Biografie:Andy Warhol

Jean-Michel Basquiat Ausstellung

Andy Warhol hat die neue amerikanische Kunst kreiert und einen neuen Begriff des Stars. Jeder sei ein Star, mindestens fünfzehn Minuten lang.

(Foto: dpa)

Detailreich und farbig erzählt die Autorin aus dem Leben des ungewöhnlichen Künstlers.

Von Fritz Göttler

Sein Leben war eine vollgestopfte Rumpelkammer, und viele der Stücke darin kennt man überall in der Welt. Die Crazy Golden Slippers, die Campbell Suppendosen - 34 Sorten und Stück -, die Gold Marilyn Monroe, der elektrische Stuhl aus der Death and Disaster-Serie, der Triple Elvis, die Filme Sleep und Empire - ein Acht-Stunden-Blick aufs Empire State Building -, Kitchen und The Chelsea Girls. Ihnen allen begegnet man in dem Warhol-Buch von Maren Gottschalk, und vielen mehr.

Es beginnt als klassisches Genrestück, als beispielhafte amerikanische Aufsteigergeschichte. Die Eltern sind Immigranten, Ondrej und Julia Warhola aus dem kleinen Ort Miková in der heutigen Slowakei, der Vater versucht in Pittsburgh, eine solide Basis für die Familie zu erschuften, am 6. August 1928 wird dort Andrew geboren, der sich später Andy Warhol nannte.

Andy liebt von Kindheit an das Kino, hadert mit seinem Aussehen, der Nase, ist scheu und sehnt sich nach Anerkennung. Er liebt Männer und will Künstler werden, aber zum Gelderwerb arbeitet er gern als Grafiker, macht erfolgreich Schaufensterdekoration und Werbeseiten, für große Marken und luxuriöse Magazine. Die neue Kunst, die er im Sinn hat, kennt keine Scheu vor Oberflächlichkeit und kommerziellen Techniken, baut auf Selbstdarstellung. Maren Gottschalk erzählt in farbiger Detailfülle, unter Verzicht auf banale Deutungen, auf Psychologisierung und Mythisierung, Andy Warhol erscheint als ganz pragmatische Figur bei ihr.

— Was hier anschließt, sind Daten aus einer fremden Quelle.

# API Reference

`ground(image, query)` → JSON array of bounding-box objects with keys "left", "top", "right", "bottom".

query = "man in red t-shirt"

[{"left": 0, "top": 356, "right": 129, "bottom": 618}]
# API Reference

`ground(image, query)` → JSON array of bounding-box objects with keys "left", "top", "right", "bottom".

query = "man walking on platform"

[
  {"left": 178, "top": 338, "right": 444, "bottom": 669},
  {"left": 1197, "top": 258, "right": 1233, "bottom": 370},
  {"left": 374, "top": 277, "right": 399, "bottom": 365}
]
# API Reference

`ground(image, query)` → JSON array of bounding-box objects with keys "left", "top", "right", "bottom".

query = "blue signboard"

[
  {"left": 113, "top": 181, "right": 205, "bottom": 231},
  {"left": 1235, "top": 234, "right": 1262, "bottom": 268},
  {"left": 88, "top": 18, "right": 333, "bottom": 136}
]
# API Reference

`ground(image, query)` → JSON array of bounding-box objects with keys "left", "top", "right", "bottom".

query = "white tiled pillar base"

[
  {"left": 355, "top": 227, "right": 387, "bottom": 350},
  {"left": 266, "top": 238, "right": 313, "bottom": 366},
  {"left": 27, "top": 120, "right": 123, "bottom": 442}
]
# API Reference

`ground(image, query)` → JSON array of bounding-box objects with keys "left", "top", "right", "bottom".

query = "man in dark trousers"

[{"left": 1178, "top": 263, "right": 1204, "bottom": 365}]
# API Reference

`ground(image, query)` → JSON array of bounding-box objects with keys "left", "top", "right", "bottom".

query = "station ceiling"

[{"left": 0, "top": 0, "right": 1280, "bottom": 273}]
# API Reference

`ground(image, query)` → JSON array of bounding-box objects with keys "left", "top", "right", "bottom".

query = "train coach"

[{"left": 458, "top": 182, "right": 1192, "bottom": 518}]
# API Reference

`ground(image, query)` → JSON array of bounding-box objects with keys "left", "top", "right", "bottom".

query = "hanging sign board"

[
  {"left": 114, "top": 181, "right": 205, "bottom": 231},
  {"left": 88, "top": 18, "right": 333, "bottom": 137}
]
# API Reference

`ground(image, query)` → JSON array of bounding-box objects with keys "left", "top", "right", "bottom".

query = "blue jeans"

Natürlich liebt er das Kino, und die intellektuelle Welt New Yorks fasziniert ihn, Truman Capote löst Shirley Temple als großes Idol ab. Solange die abstrakten Expressionisten - Jackson Pollock, Willem de Kooning - die Szene dominieren, kommt er nicht zum Zuge, aber dann schaffen er und seine Kumpel - Claes Oldenburg, Roy Lichtenstein - den Pop als amerikanische Kunst und Vision, die bis heute amerikanisches Leben prägt. Am 31. Oktober 1962 eröffnet die Ausstellung The New Realists, drei Tage nach Beendigung der Kubakrise, die die Welt mit einem drohenden dritten Weltkrieg verstörte. Von diesem Moment an gehört Amerika - und seinem Pop-Chronisten Warhol - die Zukunft.

Andy Warhol wird ein Star und muss sich immer öfter neu erfinden, er schafft seine berühmte Factory, wo er Hof hält unter seinen Freunden. Hollywood will ihn nicht, also dreht er in New York, besser: lässt drehen, Film auf Film. "Ich will es simpel, ich will Plastik und ich will es weiß", hat er bei Kitchen gesagt, der Film hat Norman Mailer begeistert, für den Pop absolut politisch ist. "Noch in hundert Jahren würden die Menschen Kitchen anschauen und sagen: ,Ja, so war das in den späten 50ern und frühen 60ern in Amerika. Deshalb hatten sie diesen Krieg in Vietnam. Deshalb wurden die Flüsse verschmutzt.'"

Am Ende müssen wir uns Andy Warhol doch als glücklichen Menschen vorstellen. So wie auf der Fahrt zur ersten Ausstellung in Los Angeles, quer durch Amerika. Dieses Amerika ist mindestens drei Jahre dem in New York hinterher. Aber auch dieses Amerika ist Pop. Warhol merkt, wie sehr er dieses Land liebt, "und er beschließt, es niemals zu verlassen. Ohne Drive-Ins am Straßenrand, Rieseneiswaffeln oder Hot-Dogs will er nämlich nicht leben."

Maren Gottschalk: Factory Man. Die Lebensgeschichte des Andy Warhol. Beltz & Gelberg 2015. 261 Seiten, 18,95 Euro.